Unter diesem Gesichtspunkt betrachtet, war wahrscheinlich bereits die Nominierung Brandts als Kanzlerkandidat ein Fehler. Es ist nämlich der CDU/CSU, nicht zuletzt über den Passauer Zeitungsverleger Kapfinger, durch ständige Angriffe gelungen, Brandt ins Zwielicht zu bringen. (Dabei spielte es keine Rolle, daß Kapfinger selbst eine höchst umstrittene Persönlichkeit ist.) Es ist eine Tatsache, daß bei Befragungen Brandt weit weniger Stimmen in der Bevölkerung für sich hat als seine Partei, während es bei der CDU und Ludwig Erhard gerade umgekehrt ist. Es wäre daher vom
Standpunkt der SPD geschickter gewesen, Fritz Erler zu benennen, der auch in Karlsruhe als Redner durch seine ruhige Sachlichkeit mehr überzeugt hat.
Im Schatten des Labour-Sieges
Ein weiterer Einwand gegen eine SPD-Regierung bietet der Vergleich mit.der englischen Labour-Regierung. War man anfangs geneigt, den Sieg der Labour-Party als ein gutes Omen für die SPD zu werten, so haben die ersten Maßnahmen Wilsons genügt, um die Lage der SPD weniger günstig zu gestalten. Die großen finanziellen Schwierigkeiten,
denen sich England gegenübersieht, gehen ja nicht zuletzt auf die Ankündigung der Verstaatlichung der Metallindustrie zurück, die einen Abzug des internationalen Kapitals und damit den Sturz des Pfunds zur Folge hatte. Es ist nicht schwer, nach diesem Vorbild ähnliches für Deutschland nach einem SPD-Sieg zu prophezeihen, auch wenn die Verhältnisse anders liegen und die SPD gar nicht an Verstaatlichungen denkt. Nichts aber wirkt in Deutschland heute so tödlich, wie eine auch nur angedeutete Gefährdung der wirtschaftlichen Prosperität.

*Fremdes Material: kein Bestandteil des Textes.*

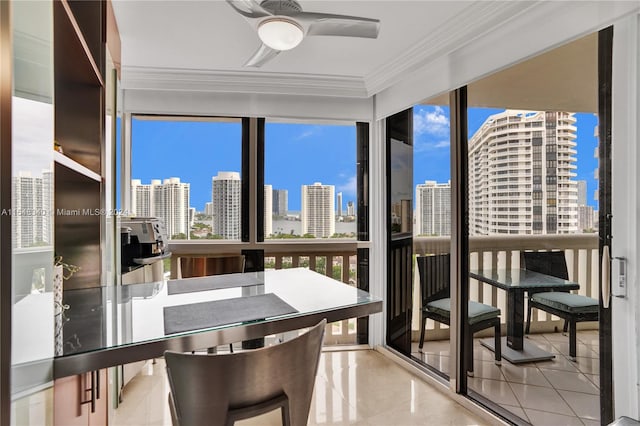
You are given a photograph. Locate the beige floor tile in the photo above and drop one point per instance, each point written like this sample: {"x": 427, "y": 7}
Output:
{"x": 539, "y": 398}
{"x": 487, "y": 370}
{"x": 543, "y": 418}
{"x": 588, "y": 365}
{"x": 582, "y": 350}
{"x": 518, "y": 411}
{"x": 566, "y": 380}
{"x": 560, "y": 362}
{"x": 497, "y": 391}
{"x": 453, "y": 416}
{"x": 440, "y": 363}
{"x": 483, "y": 354}
{"x": 439, "y": 347}
{"x": 584, "y": 405}
{"x": 524, "y": 374}
{"x": 555, "y": 337}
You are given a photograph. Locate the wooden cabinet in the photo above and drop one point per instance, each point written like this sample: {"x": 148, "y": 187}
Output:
{"x": 81, "y": 400}
{"x": 79, "y": 44}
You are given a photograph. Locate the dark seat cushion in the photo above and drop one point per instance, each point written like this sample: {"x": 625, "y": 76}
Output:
{"x": 566, "y": 302}
{"x": 477, "y": 311}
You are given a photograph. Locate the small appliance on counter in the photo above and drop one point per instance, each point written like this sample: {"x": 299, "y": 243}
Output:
{"x": 143, "y": 248}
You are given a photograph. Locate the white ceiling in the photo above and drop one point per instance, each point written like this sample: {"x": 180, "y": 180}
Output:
{"x": 175, "y": 41}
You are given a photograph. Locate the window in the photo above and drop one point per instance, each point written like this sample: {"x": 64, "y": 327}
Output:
{"x": 310, "y": 181}
{"x": 186, "y": 171}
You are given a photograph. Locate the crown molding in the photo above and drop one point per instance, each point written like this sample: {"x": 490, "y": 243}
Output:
{"x": 476, "y": 20}
{"x": 144, "y": 78}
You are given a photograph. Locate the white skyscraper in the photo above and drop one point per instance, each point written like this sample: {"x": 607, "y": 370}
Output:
{"x": 351, "y": 208}
{"x": 521, "y": 170}
{"x": 280, "y": 202}
{"x": 268, "y": 210}
{"x": 33, "y": 209}
{"x": 226, "y": 193}
{"x": 582, "y": 192}
{"x": 433, "y": 208}
{"x": 168, "y": 201}
{"x": 318, "y": 213}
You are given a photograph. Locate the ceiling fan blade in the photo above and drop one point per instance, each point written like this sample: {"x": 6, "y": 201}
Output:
{"x": 263, "y": 55}
{"x": 339, "y": 25}
{"x": 249, "y": 8}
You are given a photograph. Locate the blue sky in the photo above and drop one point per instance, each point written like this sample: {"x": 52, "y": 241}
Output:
{"x": 296, "y": 154}
{"x": 432, "y": 150}
{"x": 301, "y": 154}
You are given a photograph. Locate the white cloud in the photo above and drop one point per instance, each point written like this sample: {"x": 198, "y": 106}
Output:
{"x": 431, "y": 145}
{"x": 348, "y": 187}
{"x": 431, "y": 121}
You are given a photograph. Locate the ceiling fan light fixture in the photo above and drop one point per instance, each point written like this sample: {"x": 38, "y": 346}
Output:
{"x": 280, "y": 33}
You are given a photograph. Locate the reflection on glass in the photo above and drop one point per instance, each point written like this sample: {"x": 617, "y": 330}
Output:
{"x": 32, "y": 346}
{"x": 432, "y": 229}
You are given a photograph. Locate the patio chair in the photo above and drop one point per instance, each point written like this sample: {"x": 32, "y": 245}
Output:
{"x": 435, "y": 287}
{"x": 222, "y": 389}
{"x": 572, "y": 308}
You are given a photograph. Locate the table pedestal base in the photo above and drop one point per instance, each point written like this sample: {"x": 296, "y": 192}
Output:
{"x": 529, "y": 353}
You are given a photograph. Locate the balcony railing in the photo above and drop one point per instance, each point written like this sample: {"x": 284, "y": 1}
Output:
{"x": 581, "y": 252}
{"x": 486, "y": 252}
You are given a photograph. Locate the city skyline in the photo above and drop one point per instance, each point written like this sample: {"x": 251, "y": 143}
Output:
{"x": 299, "y": 154}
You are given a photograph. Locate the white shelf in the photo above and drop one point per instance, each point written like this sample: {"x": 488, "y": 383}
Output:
{"x": 75, "y": 166}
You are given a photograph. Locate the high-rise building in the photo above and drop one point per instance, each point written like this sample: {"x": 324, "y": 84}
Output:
{"x": 268, "y": 210}
{"x": 351, "y": 208}
{"x": 318, "y": 213}
{"x": 521, "y": 170}
{"x": 582, "y": 192}
{"x": 168, "y": 200}
{"x": 280, "y": 202}
{"x": 585, "y": 218}
{"x": 433, "y": 208}
{"x": 142, "y": 197}
{"x": 226, "y": 196}
{"x": 33, "y": 209}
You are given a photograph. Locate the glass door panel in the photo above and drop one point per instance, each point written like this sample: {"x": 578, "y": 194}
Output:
{"x": 532, "y": 203}
{"x": 33, "y": 329}
{"x": 431, "y": 233}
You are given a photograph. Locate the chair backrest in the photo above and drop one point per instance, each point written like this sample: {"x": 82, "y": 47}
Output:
{"x": 205, "y": 266}
{"x": 546, "y": 262}
{"x": 435, "y": 282}
{"x": 205, "y": 387}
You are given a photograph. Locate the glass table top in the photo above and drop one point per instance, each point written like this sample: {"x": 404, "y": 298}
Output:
{"x": 142, "y": 311}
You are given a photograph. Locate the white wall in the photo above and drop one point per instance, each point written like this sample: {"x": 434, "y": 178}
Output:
{"x": 625, "y": 210}
{"x": 248, "y": 105}
{"x": 548, "y": 25}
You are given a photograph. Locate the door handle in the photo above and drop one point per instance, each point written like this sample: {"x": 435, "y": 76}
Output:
{"x": 606, "y": 277}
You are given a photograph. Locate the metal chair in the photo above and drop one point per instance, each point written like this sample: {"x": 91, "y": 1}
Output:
{"x": 222, "y": 389}
{"x": 572, "y": 308}
{"x": 436, "y": 305}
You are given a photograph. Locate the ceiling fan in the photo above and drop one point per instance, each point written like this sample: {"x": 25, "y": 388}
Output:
{"x": 281, "y": 25}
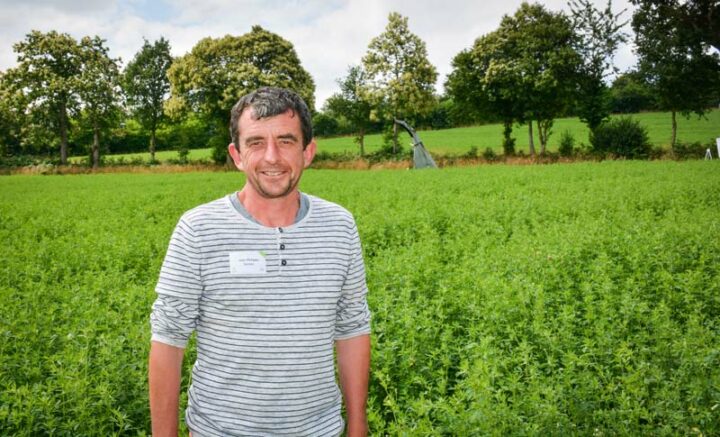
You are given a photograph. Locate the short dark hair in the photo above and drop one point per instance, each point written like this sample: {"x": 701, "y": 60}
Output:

So steht der SPD ein sehr unangenehmer Wahlkampf bevor, der nicht allein mit Siegeszuversicht zu gewinnen ist. Eine Reihe überdurchschnittlicher Wahlsiege bei Landtags- und Kommunalwahlen und die politische Lage haben der SPD unzweifelhaft eine günstige Ausgangslage verschafft. Ihre Haltung war auch in Karlsruhe deutlich von taktischen Überlegungen überschattet, die in einem Wahlkampf, den man auf Sieg anlegt, fehl am Platze sind. Brandts Devise: „Wir wollen regieren, nicht nur mitregieren“, fehlte daher eine erforderliche Glaubwürdigkeit.